Anonymale writes: OK, here goes. I am a man in his 50s who has recently got divorced after 20 years in a sexless marriage and taken up with a 35 year-old woman. She is quite insatiable in bed and we regularly screw for hours in all sorts of positions, and yet I find that no matter how much she turns me on, I can't come inside her. In a way this works to her advantage as I can keep it up for ages!
Luckily she is very understanding, but I have even felt obliged to fake an orgasm or two before now as she has hinted she feels a bit rejected (am I the only man to have done this, I wonder?). I saw a similar post a few months back with a woman asking why her bloke has to wank to come when he's with her, I would just like her to know it may well be a common problem, especially with blokes who have had to resort to "Mrs Palm and her 5 daughters" for any length of time.
Meanwhile, RLT writes: We hear a lot about premature ejaculation, but unfortunately I have to ask about the opposite. I have been with my new man for quite a while now, it’s going really well. He is really keen and everything is good. However, when we have sex he can't 'finish'. This has never been a problem before and to be honest, I'm a bit concerned and frustrated. He does orgasm every session, from other things, but with penetration, it just doesn't happen.
It feels good, he is clearly enjoying it, and we have tried different positions, different condoms, more foreplay etc, but its just not happening. He is often on the brink, but something is in the way. He says he just has a lot of stamina and finds it hard to relax. I know he is really stressed at the moment and has a lot of issues, but surely he should be relaxed enough to orgasm? Gah - you can understand my frustration and to be honest slight embarrassment. Its starting to introduce insecurity on my part. Any advice?
Dr Ayan says: The question here is whether you do come when you masturbate on your own – in other words, do you ever reach the feeling of orgasm, even if it is with via 'Mrs Palm and her daughters'? If the answer is ‘yes’, there is probably a deep psychosexual reason behind why you can't come inside her. By this I mean something buried in your subconscious mind which is holding you back.
Obviously, you won't be consciously aware of it. So don't try and think of reasons - but they could be anything from an irrational fear of getting her pregnant or something deeper from past experiences. It sounds crazy, but this is almost certainly the case. You clearly fancy her as you can 'screw for hours', so there's no conscious issue. It's a reasonably common problem and I think it's worth you asking your GP to refer you to a psychosexual counsellor. It's not that you are impotent or don't fancy her, so that is definitely the way to go in my mind. A good psychosexual counsellor can often draw out issues that you never knew were there, deal with them and allow to you get on with a complete sex life again.
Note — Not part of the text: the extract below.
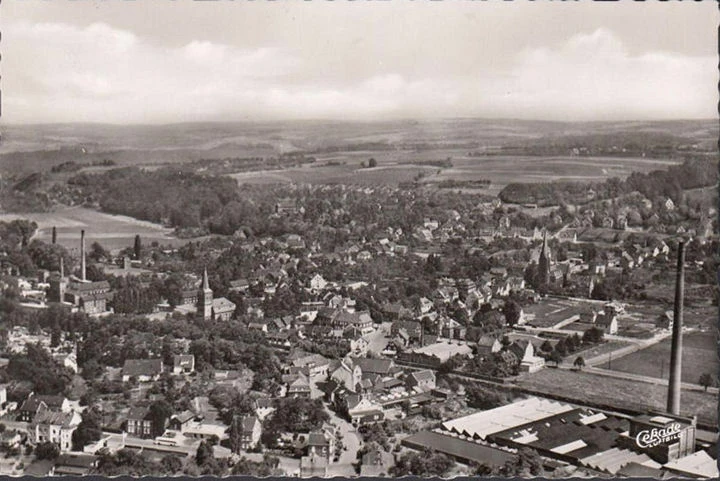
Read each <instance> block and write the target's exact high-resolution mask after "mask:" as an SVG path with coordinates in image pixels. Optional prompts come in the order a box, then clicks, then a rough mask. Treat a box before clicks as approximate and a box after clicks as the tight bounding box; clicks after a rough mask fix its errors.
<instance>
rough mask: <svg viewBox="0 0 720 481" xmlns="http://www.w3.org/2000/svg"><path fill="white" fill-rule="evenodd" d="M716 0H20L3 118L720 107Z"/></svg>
mask: <svg viewBox="0 0 720 481" xmlns="http://www.w3.org/2000/svg"><path fill="white" fill-rule="evenodd" d="M719 17H720V13H719V12H718V8H717V4H716V2H692V3H689V2H662V3H661V2H642V3H638V2H632V3H630V2H628V1H623V2H618V3H615V2H607V3H605V2H602V3H597V2H563V3H559V2H529V1H516V2H500V1H469V0H445V1H442V2H441V1H434V2H433V1H419V0H416V1H411V0H393V1H365V0H355V1H348V0H344V1H341V0H337V1H320V0H315V1H312V2H307V1H304V2H301V1H300V0H276V1H267V0H262V1H261V0H255V1H250V0H242V1H241V0H238V1H226V0H219V1H213V2H210V1H189V0H178V1H169V0H152V1H150V0H146V1H140V0H137V1H133V0H130V1H121V0H103V1H100V0H96V1H92V0H74V1H62V0H52V1H47V0H5V1H3V2H2V5H1V6H0V31H2V63H1V64H0V67H1V70H2V80H1V87H2V118H1V119H0V121H1V122H3V123H50V122H103V123H119V124H138V123H140V124H144V123H173V122H188V121H234V120H243V121H246V120H250V121H252V120H258V121H265V120H290V119H336V120H363V121H372V120H388V119H401V118H402V119H410V118H414V119H428V118H430V119H432V118H450V117H478V118H515V119H537V120H559V121H587V120H665V119H695V118H716V117H717V96H718V88H717V86H718V68H717V65H718V60H717V46H718V42H717V25H718V23H720V22H719V21H720V18H719Z"/></svg>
Here's a link for more help.
‘Mr Sex’ says: Well played, Dr A. Anonymale is right – we did address something similar to this a while back, but that was more a ‘won’t come’ than a ‘can’t come’.
Firstly, to our male reader; you’re a man in your 50s, and you’re finding it hard to ejaculate in penetrative sex. Guess what? I was in that position when I was 20 years younger than you. It’s a condition called ‘getting older’, and, by and large, is a good thing. Rather that than the two-pumps-and-a-squirt performance levels of what we laughingly call our ‘prime’, eh?
The problem both you and RLT have is that, like everyone else in the world, you have an idealised rumpo goal. Ridiculously simply put, you both want to give your partner an orgasm, and have one yourself. Absolutely nothing wrong with that (and I can hear our readers across the globe simultaneously going “DURRRRR”), but when we put downers on ourselves and each other when it doesn’t happen, we’re loading the dice against it happening the next time. And the time after that. And the time after that. And so on.
I’m not a gambling man, but I bet RLT has had a satisfactory penetrative sexual experience without climaxing herself at least once in her life, and I bet it didn’t bother her either. I also bet that she was happy enough with the intensity and intimacy of the moment. Obviously, no-one wants that all the time, but the point I’m trying to make is that when it comes to sexual problems, the more you worry about them, the more they start to hang around. Easier said than done, of course, but it’s a start.
As for faking orgasms, yes, it is possible for men; all you need is a condom, the palming skills of David Copperfield, and a clear run at the toilet door. But one day you will get caught, and it will be a train-wreck of colossal proportions, and you will run the risk of faking the next one on your own. Both you and your partner have to accept that not everything is running like clockwork and enjoy what you already have (without frustration or embarrassment), so it can get better over time.